4. Negotiation (lobola) e umembheso

No fim da tarde da quinta-feira, antes do final de semana para o qual estava marcado o

umshado, fomos à casa de Sibongile (a makoti) em Sebokeng (uma township nos

arredores de Johanesburgo, a quase uma hora de carro de Thokosa). Na verdade, esta não era a sua casa e sim a de sua mãe e avós maternos. A própria Sibongile vivia em Thokosa com uma tia.

A comitiva saiu de Thokosa em quatro carros: o de Siphiwe (o groom) e de seus irmãos - Nkosana e Mdudizi -, mais uma caminhonete de alguém que eu não conhecia. Além do groom, seus irmãos motoristas e sua irmã - Nokuthula -, fomos Mateo e eu, bem como parte da família materna do groom: Fikile (eZ), Bonkosi (B), Danisile (eBD), Nomusa (Z) e suas duas filhas, além de outros.

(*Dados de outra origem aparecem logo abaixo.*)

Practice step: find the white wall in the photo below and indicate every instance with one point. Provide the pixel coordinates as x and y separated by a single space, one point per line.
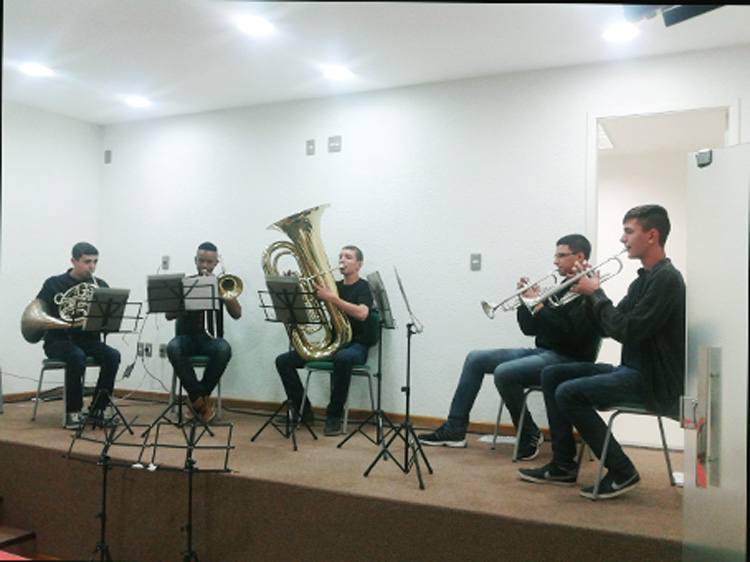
427 176
50 200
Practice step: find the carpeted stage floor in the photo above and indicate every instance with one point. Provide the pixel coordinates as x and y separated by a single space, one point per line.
314 503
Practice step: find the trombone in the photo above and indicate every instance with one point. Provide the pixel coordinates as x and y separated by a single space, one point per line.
230 286
515 300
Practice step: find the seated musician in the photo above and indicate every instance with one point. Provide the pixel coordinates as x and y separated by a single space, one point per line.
199 333
354 298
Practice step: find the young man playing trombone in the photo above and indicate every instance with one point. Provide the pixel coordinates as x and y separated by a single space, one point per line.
563 334
197 336
650 323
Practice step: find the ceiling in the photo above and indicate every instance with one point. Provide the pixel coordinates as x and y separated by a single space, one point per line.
187 56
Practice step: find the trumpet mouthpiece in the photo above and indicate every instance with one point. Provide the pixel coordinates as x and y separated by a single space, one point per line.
488 309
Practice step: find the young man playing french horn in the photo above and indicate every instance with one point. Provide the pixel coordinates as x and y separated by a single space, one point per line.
73 344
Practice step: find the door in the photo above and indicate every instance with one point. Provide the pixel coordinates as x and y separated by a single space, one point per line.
715 502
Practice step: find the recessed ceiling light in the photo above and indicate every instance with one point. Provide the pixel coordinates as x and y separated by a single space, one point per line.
137 101
337 72
254 25
622 31
35 69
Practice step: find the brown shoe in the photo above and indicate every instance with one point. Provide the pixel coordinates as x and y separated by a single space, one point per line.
207 414
199 404
202 407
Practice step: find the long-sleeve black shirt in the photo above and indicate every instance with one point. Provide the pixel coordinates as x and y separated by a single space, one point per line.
567 329
650 323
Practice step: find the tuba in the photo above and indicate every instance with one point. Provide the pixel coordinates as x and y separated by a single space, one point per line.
328 324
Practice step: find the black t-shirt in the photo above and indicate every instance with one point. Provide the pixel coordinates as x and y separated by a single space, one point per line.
356 293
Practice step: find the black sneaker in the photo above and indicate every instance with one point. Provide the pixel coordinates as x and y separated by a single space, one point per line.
308 416
333 426
73 420
99 417
443 436
531 450
612 486
549 474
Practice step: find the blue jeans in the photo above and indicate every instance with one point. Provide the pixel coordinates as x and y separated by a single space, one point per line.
514 370
219 352
572 394
74 354
343 360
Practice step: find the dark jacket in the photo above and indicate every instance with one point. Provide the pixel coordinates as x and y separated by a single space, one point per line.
650 323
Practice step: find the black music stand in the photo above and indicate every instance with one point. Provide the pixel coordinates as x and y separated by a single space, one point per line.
386 321
412 447
287 305
106 311
112 429
193 433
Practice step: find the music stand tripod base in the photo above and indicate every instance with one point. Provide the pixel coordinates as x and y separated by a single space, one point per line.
290 426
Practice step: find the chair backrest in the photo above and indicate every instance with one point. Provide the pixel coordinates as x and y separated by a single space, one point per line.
372 328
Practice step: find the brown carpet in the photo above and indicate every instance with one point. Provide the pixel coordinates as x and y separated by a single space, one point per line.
315 503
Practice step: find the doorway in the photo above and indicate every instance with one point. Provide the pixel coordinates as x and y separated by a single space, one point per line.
642 159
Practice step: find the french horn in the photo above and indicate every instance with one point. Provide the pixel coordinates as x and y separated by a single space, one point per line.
73 308
328 328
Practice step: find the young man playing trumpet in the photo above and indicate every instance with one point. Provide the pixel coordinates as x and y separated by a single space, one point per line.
198 333
563 334
72 344
650 323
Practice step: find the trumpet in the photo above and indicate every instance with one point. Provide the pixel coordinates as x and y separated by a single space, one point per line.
515 300
552 295
230 286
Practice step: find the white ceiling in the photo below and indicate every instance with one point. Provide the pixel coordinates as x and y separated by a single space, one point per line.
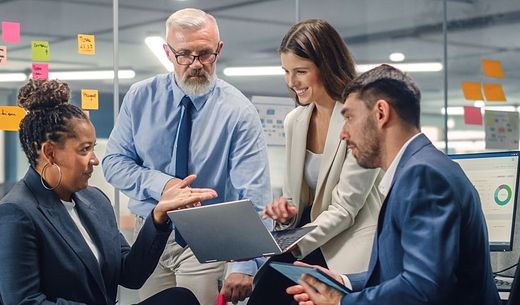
252 30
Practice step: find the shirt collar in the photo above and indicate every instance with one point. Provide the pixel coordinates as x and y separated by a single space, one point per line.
69 204
388 177
198 101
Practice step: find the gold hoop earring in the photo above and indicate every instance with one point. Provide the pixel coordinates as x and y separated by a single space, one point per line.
42 177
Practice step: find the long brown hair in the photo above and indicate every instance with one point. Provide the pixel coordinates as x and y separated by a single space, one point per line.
318 41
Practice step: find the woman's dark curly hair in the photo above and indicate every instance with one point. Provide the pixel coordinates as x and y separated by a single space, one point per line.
48 115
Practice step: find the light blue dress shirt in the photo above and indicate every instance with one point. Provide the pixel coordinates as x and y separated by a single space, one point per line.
228 152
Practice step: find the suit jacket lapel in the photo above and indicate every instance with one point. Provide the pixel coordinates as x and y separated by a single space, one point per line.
332 143
56 213
414 146
298 150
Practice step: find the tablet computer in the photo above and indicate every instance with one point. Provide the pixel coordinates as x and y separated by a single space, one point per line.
294 273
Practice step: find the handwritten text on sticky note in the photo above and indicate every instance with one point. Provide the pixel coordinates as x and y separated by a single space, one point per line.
10 117
40 51
89 99
86 44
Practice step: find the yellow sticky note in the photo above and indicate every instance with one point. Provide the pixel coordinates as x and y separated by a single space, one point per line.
492 68
472 91
494 92
89 99
10 117
86 44
40 51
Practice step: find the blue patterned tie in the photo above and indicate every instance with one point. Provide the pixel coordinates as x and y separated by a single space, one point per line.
183 150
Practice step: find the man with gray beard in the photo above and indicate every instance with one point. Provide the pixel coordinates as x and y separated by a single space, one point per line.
190 122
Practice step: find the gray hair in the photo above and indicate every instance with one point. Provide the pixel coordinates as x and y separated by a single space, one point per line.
190 19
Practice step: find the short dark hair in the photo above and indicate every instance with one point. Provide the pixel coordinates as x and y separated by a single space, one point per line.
394 86
48 115
318 41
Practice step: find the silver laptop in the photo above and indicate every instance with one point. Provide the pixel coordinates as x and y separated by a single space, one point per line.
231 231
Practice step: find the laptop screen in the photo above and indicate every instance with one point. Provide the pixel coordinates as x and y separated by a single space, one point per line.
495 176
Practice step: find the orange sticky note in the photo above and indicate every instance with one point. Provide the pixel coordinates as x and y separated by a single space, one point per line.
89 99
3 55
472 91
40 71
10 117
86 44
492 68
494 92
11 32
472 115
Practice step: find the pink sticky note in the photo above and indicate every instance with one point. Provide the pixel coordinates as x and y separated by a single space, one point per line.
472 115
40 71
3 55
10 32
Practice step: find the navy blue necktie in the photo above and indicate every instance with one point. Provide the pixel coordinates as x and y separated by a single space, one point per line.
183 151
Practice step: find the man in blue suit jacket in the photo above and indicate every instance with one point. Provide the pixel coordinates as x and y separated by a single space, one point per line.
431 245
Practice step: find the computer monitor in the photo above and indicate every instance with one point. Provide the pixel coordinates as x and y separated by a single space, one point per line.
495 176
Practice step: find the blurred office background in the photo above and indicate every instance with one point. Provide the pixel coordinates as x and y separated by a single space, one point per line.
446 40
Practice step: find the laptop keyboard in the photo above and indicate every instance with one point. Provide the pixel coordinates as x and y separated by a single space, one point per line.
503 284
286 238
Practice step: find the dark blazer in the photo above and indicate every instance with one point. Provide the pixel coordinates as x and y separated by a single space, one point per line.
431 246
45 259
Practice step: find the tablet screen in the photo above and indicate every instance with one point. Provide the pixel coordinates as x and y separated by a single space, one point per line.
294 273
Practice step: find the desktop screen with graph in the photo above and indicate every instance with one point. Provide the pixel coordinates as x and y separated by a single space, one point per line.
495 176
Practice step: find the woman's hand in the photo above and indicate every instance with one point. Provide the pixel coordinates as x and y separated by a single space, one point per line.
179 195
280 210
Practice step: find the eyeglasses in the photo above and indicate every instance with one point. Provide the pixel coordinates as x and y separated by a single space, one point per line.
188 59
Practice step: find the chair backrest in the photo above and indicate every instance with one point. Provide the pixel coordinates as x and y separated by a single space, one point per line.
514 295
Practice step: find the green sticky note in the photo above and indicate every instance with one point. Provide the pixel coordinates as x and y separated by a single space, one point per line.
40 51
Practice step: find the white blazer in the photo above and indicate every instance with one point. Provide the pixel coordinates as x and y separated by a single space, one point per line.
346 203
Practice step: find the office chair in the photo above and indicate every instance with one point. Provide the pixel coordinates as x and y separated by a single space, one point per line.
514 295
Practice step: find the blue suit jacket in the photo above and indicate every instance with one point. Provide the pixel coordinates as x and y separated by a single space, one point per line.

Ao chegarmos na casa da família de Sibongile, saímos dos carros. As pessoas se organizaram umas atrás das outras e começaram a cantar que iriam entrar na casa bem

devagar, que Buthelezi as tinha mandado. Para minha absoluta surpresa e também de

outros, uma ovelha foi retirada do porta-malas do carro de Mduduzi e todo o movimento da dança, que ritmava os nossos passos em direção ao portão da casa, foi tonificado pela presença do animal, preso entre as pernas de um dos rapazes que avançava lentamente com ela.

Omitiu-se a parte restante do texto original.